Ein Kitzeln an meinem rechten Fuß riss mich aus meinen gedanklichen Nachforschungen. Ich kicherte. Was war das? Ich richtete mich langsam auf und schaute direkt in die Augen eines... Oh mein Gott... Erschrocken kreischte ich auf und krabbelte ein Stück weg von ihm. War das ein Tiger? Da bemerkte ich die Landschaft hinter diesem.
Mir klappt der Mund auf. Ach du heilige Makkaroni.

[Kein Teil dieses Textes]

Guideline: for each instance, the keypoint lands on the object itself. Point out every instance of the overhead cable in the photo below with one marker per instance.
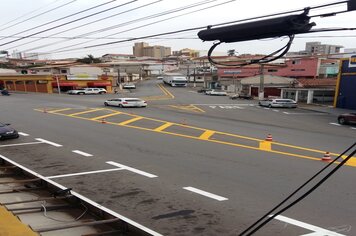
(70, 22)
(61, 18)
(50, 10)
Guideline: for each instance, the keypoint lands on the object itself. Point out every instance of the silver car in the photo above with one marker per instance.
(126, 102)
(287, 103)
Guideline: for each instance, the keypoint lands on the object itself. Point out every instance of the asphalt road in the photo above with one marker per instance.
(188, 164)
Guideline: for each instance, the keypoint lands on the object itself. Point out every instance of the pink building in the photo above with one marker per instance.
(294, 67)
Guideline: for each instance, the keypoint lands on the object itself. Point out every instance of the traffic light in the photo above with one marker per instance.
(269, 28)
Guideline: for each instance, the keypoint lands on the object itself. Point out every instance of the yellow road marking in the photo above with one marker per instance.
(162, 127)
(105, 116)
(85, 112)
(130, 121)
(207, 134)
(54, 111)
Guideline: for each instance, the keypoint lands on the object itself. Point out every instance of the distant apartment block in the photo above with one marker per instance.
(144, 50)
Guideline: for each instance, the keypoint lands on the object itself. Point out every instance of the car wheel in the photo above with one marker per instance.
(342, 121)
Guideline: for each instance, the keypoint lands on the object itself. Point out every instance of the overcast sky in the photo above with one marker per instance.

Ich lag auf einer leicht erhöhten, weiten Wiese, auf der Wildblumen in den unterschiedlichsten Farben wuchsen. Dahinter erstreckte sich, so weit das Auge reichte, ein Wald.
Ungläubig rieb ich mir die Augen. Ich musste wieder einen meiner verrückten Träume haben. Seit ich ein kleines Kind war, wurde ich von diversen Träumen verfolgt.
Ich hatte noch nie so viel grün auf einmal gesehen. In einer Stadt aufzuwachsen hatte auch seine Nachteile.

Langsam konzentrierte ich mich wieder auf die Umgebung vor mir. Oder eher gesagt auf eine Blume, die neben meiner Hand zwischen ein paar anderen hervorschaute. Anderen, die ich noch nie zuvor gesehen habe.
Ich betrachtete die Blume genauer. Sie war wunderschön. In einer Art Sternform überlappten sich Blätter in einem Farbverlauf von hellem Türkis bis zu einem dunklem Königsblau. Ich fühlte mich wie Alice im Wunderland.

Ich wurde schon wieder aus den Gedanken gerissen. Der Tiger, vor dem ich eben noch zurückgescheut bin, schaute mich aus aus großen, rehbraunen Augen an. Ich war wie erstarrt, wagte es nicht, auch nur einen Muskel zu bewegen. Es wurde ihm wohl zu langweilig, denn nun begann er mich anzustupsen.

Verdammt, da saß ein Tiger direkt vor meiner Nase! Anscheinend hattte er im Moment kein Bock auf einen kleinen Snack für zwischendurch, denn sonst hätte er mich wohl schon längst angeknabbert. Saphira reiß dich zusammen! Das... das ist nur einer deiner verrückten Träume.
Ich schluckte. Warum fühlte er sich dann so verdammt real an? Der Tiger stupste mich wieder an. Ich musterte ihn. Also sonderlich gefährlich wirkte er nicht. Eher wie ein zu groß geratenes Plüschtier.